Over 26 billion [1929 value] dollars were lost on Black Tuesday. News reporters filmed businessmen jumping from Manhattan skyscrapers upon hearing the news of the stock market crash. If the same crash happened today, proportionally, the market would suddenly slide over $3.25 trillion, catapulting the world market into chaos and reverting value to the gold standard.
Despite the turmoil on Wall Street, Oklahoma seemed all right. In 1930 and 1931, Oklahoma displayed unparalleled prosperity and growth. “Nation’s Business” magazine labeled the panhandles of Oklahoma and Texas as the most prosperous region in the United States. The situation in the Panhandle area exhibited a marked contrast from the long soup lines in the East.
Oklahoma had dodged the fallout from the stock market crash, but nobody in the southern Midwest could dodge nature’s bullet.
Paul Bonnifield tells of the worst days of the Dust Bowl storms in his account, "The Dust Bowl, Men, Dirt and Depression."
“In September 1930, it rained over five inches in a very short time in the Oklahoma Panhandle. The flooding in Cimarron County was accompanied by a dirt storm which damaged several small buildings and granaries. Later that year, the regions were whipped again by a strong dirt storm from the southwest until the winds gave way to a blizzard from the north. After the blizzards in winter 1930-1931, the drought began.”
“First the northern plains felt the dry spell, but by July the southern plains were in the drought. It was not until late September that the ground had enough water to justify planting. Because of the late planting and early frost, much of the wheat was small and weak when the spring winds of 1932 began to blow. The wheat was also beaten by dirt from the abandoned fields. In March, there were twenty-two days of dirt storms and drifts began to build in the fence rows.”

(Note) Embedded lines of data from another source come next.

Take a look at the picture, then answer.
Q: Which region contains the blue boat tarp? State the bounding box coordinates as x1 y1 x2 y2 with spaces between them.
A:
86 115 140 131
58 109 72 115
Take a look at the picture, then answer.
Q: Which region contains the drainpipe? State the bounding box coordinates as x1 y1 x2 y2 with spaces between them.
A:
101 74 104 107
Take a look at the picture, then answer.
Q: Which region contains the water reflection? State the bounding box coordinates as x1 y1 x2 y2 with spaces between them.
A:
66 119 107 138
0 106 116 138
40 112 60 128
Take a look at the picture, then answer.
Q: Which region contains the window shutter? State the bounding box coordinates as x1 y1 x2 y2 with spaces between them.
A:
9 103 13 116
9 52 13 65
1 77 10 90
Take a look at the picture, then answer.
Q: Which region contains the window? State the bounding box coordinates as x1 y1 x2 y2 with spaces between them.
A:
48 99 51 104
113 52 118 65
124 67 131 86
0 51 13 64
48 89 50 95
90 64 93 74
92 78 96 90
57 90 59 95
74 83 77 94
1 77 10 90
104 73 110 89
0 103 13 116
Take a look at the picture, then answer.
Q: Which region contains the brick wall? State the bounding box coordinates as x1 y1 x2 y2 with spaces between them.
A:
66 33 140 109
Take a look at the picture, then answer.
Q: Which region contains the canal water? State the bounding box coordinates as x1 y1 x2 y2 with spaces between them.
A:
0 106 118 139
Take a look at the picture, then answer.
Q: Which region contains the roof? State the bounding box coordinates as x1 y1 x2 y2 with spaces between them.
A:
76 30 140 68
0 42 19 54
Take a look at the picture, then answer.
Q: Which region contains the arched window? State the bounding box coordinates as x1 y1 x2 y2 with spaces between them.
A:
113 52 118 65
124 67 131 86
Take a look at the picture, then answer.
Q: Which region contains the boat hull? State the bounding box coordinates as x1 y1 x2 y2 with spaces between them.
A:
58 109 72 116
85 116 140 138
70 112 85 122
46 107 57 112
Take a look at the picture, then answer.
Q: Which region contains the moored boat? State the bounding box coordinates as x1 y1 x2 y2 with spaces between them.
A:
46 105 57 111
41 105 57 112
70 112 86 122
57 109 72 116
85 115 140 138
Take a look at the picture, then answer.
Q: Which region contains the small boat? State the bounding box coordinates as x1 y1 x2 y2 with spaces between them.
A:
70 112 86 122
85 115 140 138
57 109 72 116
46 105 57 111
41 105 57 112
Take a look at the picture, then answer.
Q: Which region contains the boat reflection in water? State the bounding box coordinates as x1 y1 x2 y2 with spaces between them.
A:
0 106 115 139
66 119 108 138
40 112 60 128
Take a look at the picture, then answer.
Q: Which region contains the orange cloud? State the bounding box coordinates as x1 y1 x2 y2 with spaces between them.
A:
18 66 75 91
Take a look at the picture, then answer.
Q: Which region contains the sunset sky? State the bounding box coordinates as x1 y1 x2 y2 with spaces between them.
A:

“In late January 1933, the region was blasted by a magnificent dirt storm which killed much of the wheat. In early February, the thermometer dropped seventy four degrees in eighteen hours to a record low at Boise City. The mercury stayed below freezing for several days until another dirt storm scourged the land. Before the year was over, locals counted 139 ‘dirty days’ in 1933.”

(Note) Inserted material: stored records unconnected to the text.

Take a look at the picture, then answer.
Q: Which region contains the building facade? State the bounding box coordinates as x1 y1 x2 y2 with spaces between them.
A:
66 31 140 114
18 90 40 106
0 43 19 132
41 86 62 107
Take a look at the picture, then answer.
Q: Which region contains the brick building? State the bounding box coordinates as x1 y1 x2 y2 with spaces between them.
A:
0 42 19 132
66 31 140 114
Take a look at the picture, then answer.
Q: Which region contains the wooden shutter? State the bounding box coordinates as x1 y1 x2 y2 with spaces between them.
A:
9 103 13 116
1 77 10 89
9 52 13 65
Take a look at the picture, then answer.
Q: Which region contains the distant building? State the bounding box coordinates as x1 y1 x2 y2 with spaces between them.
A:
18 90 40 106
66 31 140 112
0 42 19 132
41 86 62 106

“Although the dirt storms were fewer in 1934, it was the year which brought the Dust Bowl national attention. In May, a severe storm blew dirt from Texas, Oklahoma and Kansas as far east as New York City and Washington, D.C. In spite of the terrific storm in May, the year 1934 was pleasant respite from the blowing dirt and tornadoes of the previous year.”
“But nature had another trick up her sleeve. The year was extremely hot with new records being made and broken at regular intervals. Before the year had run its course, hundreds of people in Colorado, Texas, Oklahoma and Kansas had died from the heat.”
“In 1935, the weather in the Dust Bowl again made the national headlines. This storm was followed by another and yet another in rapid succession. In late March a severe storm lashed Boise City so hard that many people were stranded for hours. No one dared to leave a store and head for home although it might be less than a block away.”